Policy

Texas judge strikes down Affordable Care Act as ‘unconstitutional’

The court ruled that individual mandate is unconstitutional and "inseverable" from the rest of the sweeping 2010 statute.

On the eve of the last day of the Affordable Care Act’s open enrollment period, a federal judge in Texas has struck down the entire law after ruling the individual mandate to buy insurance is unconstitutional.

The court’s decision rests on the fact that the individual mandate is a “essential” feature of the ACA and cannot be severed from the rest of the sweeping law, which contains provisions ranging from Medicaid expansion to calorie labeling to protections from pre-existing conditions.

“The court finds the individual mandate can no longer be fairly read as an exercise of Congress’s tax power and is still impermissible under the interstate commerce clause, meaning the individual mandate is unconstitutional … The court finds the individual mandate is essential to and inseverable from the remainder of the ACA,” U.S. District Judge Reed O’Connor wrote in his opinion.

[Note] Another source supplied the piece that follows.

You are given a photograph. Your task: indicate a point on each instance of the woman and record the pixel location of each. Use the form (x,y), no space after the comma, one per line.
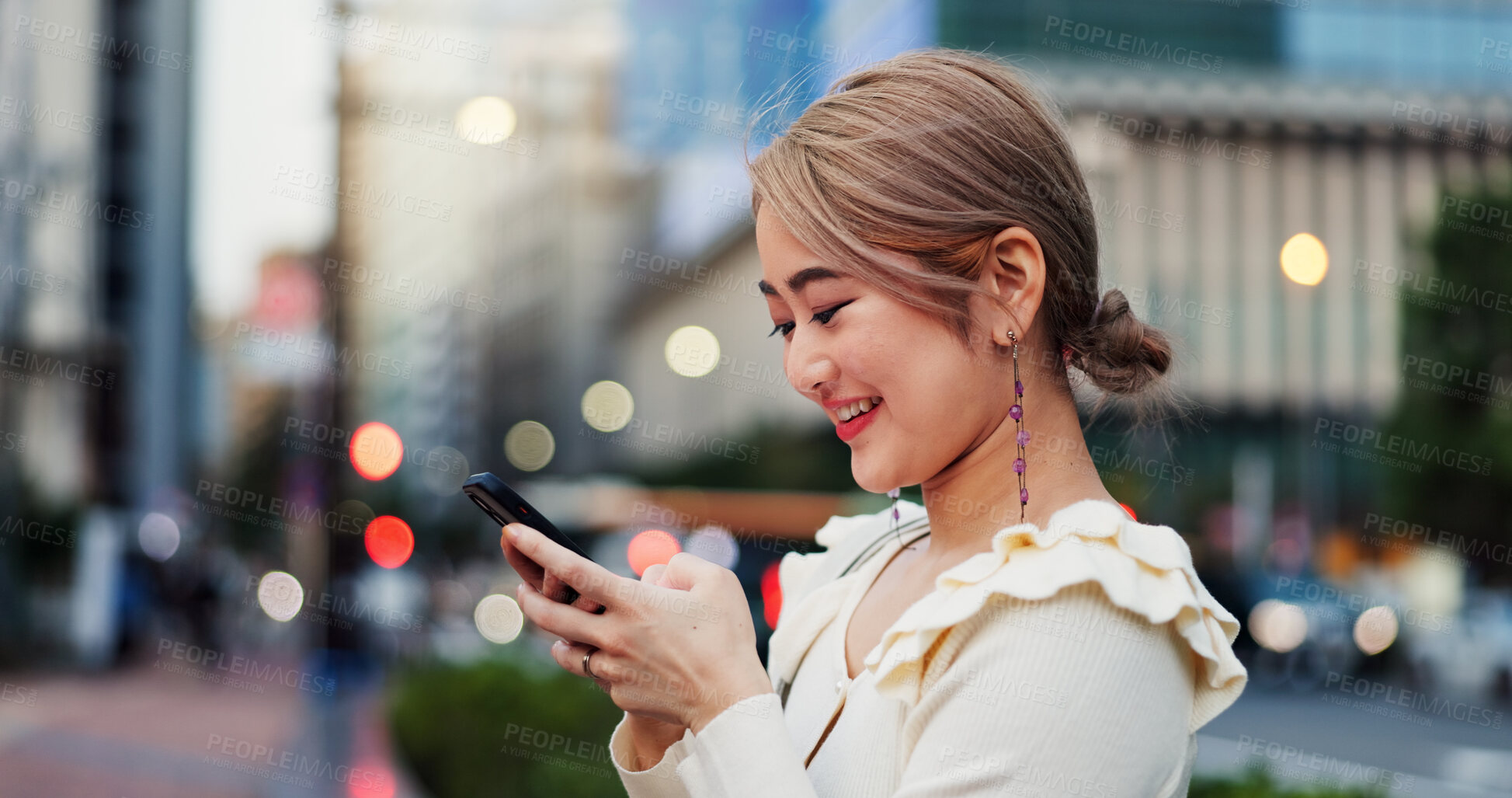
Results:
(929,258)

The ruling throws into question the future of the 2010 law, as well as the status of the nearly 20 million Americans who have received healthcare coverage as a result of the statute.

Legal experts expect that the case will be appealed and could be brought up in front of the Supreme Court, which will be the third time the high court will take up the issue of the ACA. In two previous decisions in 2012 and 2015, the court upheld the law.

This most recent lawsuit was filed by a number of state attorney generals who made the complicated legal claim that since last year’s tax bill removed the financial penalties for the individual mandate – and that the mandate was previously considered a tax – the provision was made unconstitutional.

The suit goes on further by saying that since the individual mandate was a key part of the original law, it can’t be extricated from the rest of the ACA.

Major healthcare organizations including the American Hospital Association, the American Medical Association and America’s Health Insurance Plans opposed the lawsuit.

Earlier this year, the Trump Administration took the unusual step of deciding not to not to defend the legality of the individual mandate.

In response, a group of pro-ACA attorneys general led by California Attorney General Xavier Becerra took up the banner of defense and they have pledged to continue their legal effort in the wake of Judge O’Conner’s ruling.

“Today’s ruling is an assault on 133 million Americans with preexisting conditions, on the 20 million Americans who rely on the ACA for healthcare, and on America’s faithful progress toward affordable healthcare for all Americans,” Becerra said in a statement.

“The ACA has already survived more than 70 unsuccessful repeal attempts and withstood scrutiny in the Supreme Court. Today’s misguided ruling will not deter us: our coalition will continue to fight in court for the health and wellbeing of all Americans.”